Resmi Gazete'de yayımlanan, Anayasa Mahkemesi'nin, Anayasa değişikliği ile ilgili gerekçeli kararında, CHP'nin başvurusunun şekil yönünden incelendiğinin altı çizildi.

 

CHP'nin iddiaları reddedildi

Gerekçeli kararda, CHP'nin Anayasa değişikliği ile ilgili iptal gerekçe başvuruları tek tek anlatılarak reddedildi.

Teklifin Meclis Başkanlığı'na sunulmasından, komisyon ve Genel Kurul görüşmeleri sırasında aykırı işlem yapıldığı iddiaları reddedildiği gerekçeli kararda, yasanın TBMM'de oylanma biçiminin Anayasa'ya aykırı olduğu iddiasının da irdelendiği kararda, Anayasanın 148. Maddesine göre Anayasa değişikliklerinde Anayasa Mahkemesine tanınan denetim yetkisinin teklif ve oylama çoğunluğu ve ivedilikle görüşülemeyeceği şartlarına uyulup uyulmadığı hususlarıyla sınırlandırıldığı belirtildi.

 

Yeterli delil bulunmadı

Gerekçeli kararda, ileri sürülen hususların, yasanın Genel Kurul'daki oylama usullerinin, oylamanın sonucunu değiştirecek nitelikte, oylamanın geçersizliğini ispatlayacak yeterli delilin bulunmadığına işaret edildi.
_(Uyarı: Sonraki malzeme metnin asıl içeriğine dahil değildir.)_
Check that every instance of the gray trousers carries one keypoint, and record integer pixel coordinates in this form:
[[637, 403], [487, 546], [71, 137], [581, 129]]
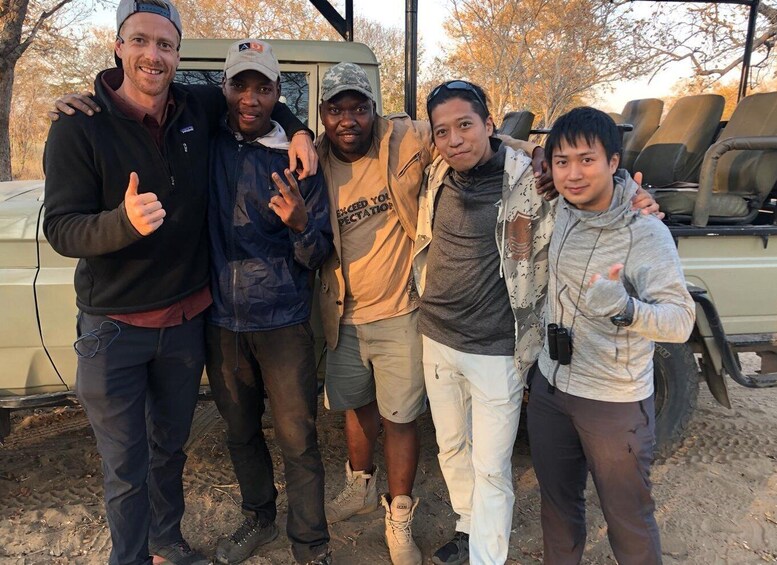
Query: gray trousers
[[569, 436]]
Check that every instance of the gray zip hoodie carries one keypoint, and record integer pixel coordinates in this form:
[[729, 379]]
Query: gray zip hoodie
[[612, 363]]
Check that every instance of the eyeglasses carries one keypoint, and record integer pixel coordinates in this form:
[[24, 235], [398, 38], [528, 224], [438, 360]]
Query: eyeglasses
[[456, 85]]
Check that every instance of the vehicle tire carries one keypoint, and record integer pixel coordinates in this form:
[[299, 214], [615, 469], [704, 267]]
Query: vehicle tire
[[676, 380]]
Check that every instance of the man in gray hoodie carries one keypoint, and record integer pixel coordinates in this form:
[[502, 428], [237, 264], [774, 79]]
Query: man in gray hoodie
[[615, 287]]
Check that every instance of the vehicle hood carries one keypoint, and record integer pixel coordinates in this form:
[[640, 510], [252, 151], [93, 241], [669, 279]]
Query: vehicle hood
[[21, 203]]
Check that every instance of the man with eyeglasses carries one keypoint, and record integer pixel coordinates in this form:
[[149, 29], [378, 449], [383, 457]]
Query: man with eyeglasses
[[126, 193], [481, 268], [374, 170]]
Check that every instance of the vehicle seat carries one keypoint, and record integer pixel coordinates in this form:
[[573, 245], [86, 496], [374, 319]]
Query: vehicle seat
[[644, 115], [675, 151], [743, 178], [517, 124]]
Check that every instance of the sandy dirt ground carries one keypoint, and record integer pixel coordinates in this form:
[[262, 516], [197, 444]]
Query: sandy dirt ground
[[716, 495]]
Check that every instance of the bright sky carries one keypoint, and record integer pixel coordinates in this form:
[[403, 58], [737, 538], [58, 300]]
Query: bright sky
[[432, 13]]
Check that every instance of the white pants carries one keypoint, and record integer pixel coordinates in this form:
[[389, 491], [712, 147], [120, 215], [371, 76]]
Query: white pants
[[476, 405]]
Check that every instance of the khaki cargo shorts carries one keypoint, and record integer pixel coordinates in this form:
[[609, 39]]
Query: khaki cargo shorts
[[380, 361]]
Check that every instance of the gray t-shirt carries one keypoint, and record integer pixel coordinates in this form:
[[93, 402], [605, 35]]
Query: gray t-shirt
[[465, 304]]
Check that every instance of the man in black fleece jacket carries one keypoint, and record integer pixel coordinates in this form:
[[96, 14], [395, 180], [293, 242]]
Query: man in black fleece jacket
[[126, 193]]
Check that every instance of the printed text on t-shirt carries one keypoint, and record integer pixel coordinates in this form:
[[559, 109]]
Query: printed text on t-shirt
[[364, 208]]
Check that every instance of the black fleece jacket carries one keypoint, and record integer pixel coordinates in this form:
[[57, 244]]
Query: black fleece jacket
[[88, 161]]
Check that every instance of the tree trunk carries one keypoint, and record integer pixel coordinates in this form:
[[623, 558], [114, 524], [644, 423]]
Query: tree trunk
[[6, 88]]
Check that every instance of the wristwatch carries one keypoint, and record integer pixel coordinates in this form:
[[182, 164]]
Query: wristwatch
[[626, 317]]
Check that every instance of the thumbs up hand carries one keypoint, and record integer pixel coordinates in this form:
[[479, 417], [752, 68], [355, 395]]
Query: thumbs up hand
[[144, 210], [607, 296]]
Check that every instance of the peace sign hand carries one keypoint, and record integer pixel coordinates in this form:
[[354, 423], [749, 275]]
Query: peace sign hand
[[289, 204]]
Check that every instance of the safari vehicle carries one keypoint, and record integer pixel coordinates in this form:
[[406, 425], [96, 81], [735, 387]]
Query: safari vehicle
[[730, 261], [36, 284]]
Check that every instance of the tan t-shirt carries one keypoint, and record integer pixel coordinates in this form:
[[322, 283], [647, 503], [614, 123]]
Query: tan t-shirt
[[376, 252]]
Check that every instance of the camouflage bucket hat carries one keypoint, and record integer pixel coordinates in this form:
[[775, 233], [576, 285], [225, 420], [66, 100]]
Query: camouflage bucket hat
[[343, 77]]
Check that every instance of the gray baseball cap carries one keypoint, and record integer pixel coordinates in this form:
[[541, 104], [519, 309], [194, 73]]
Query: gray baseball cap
[[251, 55], [162, 8], [344, 77]]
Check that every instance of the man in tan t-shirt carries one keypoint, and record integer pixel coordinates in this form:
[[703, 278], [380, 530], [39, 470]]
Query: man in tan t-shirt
[[374, 170]]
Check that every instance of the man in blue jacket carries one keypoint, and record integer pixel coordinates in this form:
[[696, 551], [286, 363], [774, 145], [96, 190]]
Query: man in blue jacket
[[268, 234]]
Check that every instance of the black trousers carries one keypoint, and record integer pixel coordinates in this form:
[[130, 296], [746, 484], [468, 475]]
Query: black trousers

Yasanın Genel Kurul görüşmeleri sırasında, TBMM İçtüzüğü'ne göre yapıldığı, Anayasa değişikliğinin içtüzüğe uygun gerçekleştiği oy çokluğu ile karara bağlandığı ifade edildi.

 

Şekil yönünden inceleme

Anayasa değişikliğinin "şekil" yönünden incelendiği kararda, CHP'nin, "Anayasa'ya aykırı" görüşüldüğü iddiaları, "Anayasa Mahkemesi'nin görev ve yetkilerini düzenleyen Anayasa'nın 148. maddesinde, Anayasa değişikliklerine ilişkin yasaların teklif ve oylama çoğunluğu ve ivedilikle görüşülememe koşullarına uyulup uyulmadığı hususları ile sınırlı olarak sadece şekil yönünden denetlenebileceği hükme bağlandığı, iptal istemi bu sınırlı sebeplerden herhangi birine ilişkin bulunmadığı sürece davanın dinlenme olanağı yoktur" denildi.

Tasarı iddiaları

CHP'nin, Anayasa değişikliklerinin, teklif olarak sunulabileceği, ancak söz konusu değişikliğin tasarı gibi sunulduğu iddiasına Anayasa Mahkemesi gerekçeli kararında, "TBMM İçtüzüğü'nün 73. maddesinde "Hükümetçe hazırlanan kanun tasarıları bütün bakanlarca imzalanmış olarak ve gerekçesi ile birlikte Meclis Başkanlığına sunulur." denilmektedir. Buna göre, bir tasarıdan söz edebilmek için milletvekili olsun ya da olmasın tüm Bakanlar ve Başbakan tarafından imzalanmış ve gerekçesi ile Meclis başkanlığına sunulmuş bir metnin bulunması gerekir. Bakanlar Kurulu üyeleri dışında hiç kimse bir kanun tasarısına imza atamaz. Oysa, İçtüzüğün 74. maddesine göre milletvekillerince verilen kanun tekliflerinde bir veya daha çok imza bulunabilir. Başbakan'ın ve milletvekili oldukları sürece bakanların tekliflere imza atması mümkündür. Başbakan ve bakanların milletvekili sıfatıyla herhangi bir kanun teklifine imza atmaları o teklifi tasarı haline getirmez" sözleriyle yanıt verildi.

 

Stok imza açıklaması

Gerekçeli kararda, teklifin ilk önce AKP'li milletvekillerinin stok imza şekliyle verildiği ve ardından imzaların geri çekilerek yeniden verildiği ve teklifin gündemden çekildiği iddialarına Yüksek Mahkeme; "Komisyon aşamalarındaki işlemler, Anayasa'nın 148. maddesinde öngörülen denetlenebilir hususlardan olmadığı gibi, dava konusu Anayasa değişikliği Yasası ile ilgisi olmayan, başka bir teklife ilişkin Anayasa'ya aykırılık savlarının incelenmesi de Anayasa Mahkemesi'nin yetkisi içinde değildir" ifadeleriyle CHP'nin iddiasının geçersiz olduğu vurgulandı.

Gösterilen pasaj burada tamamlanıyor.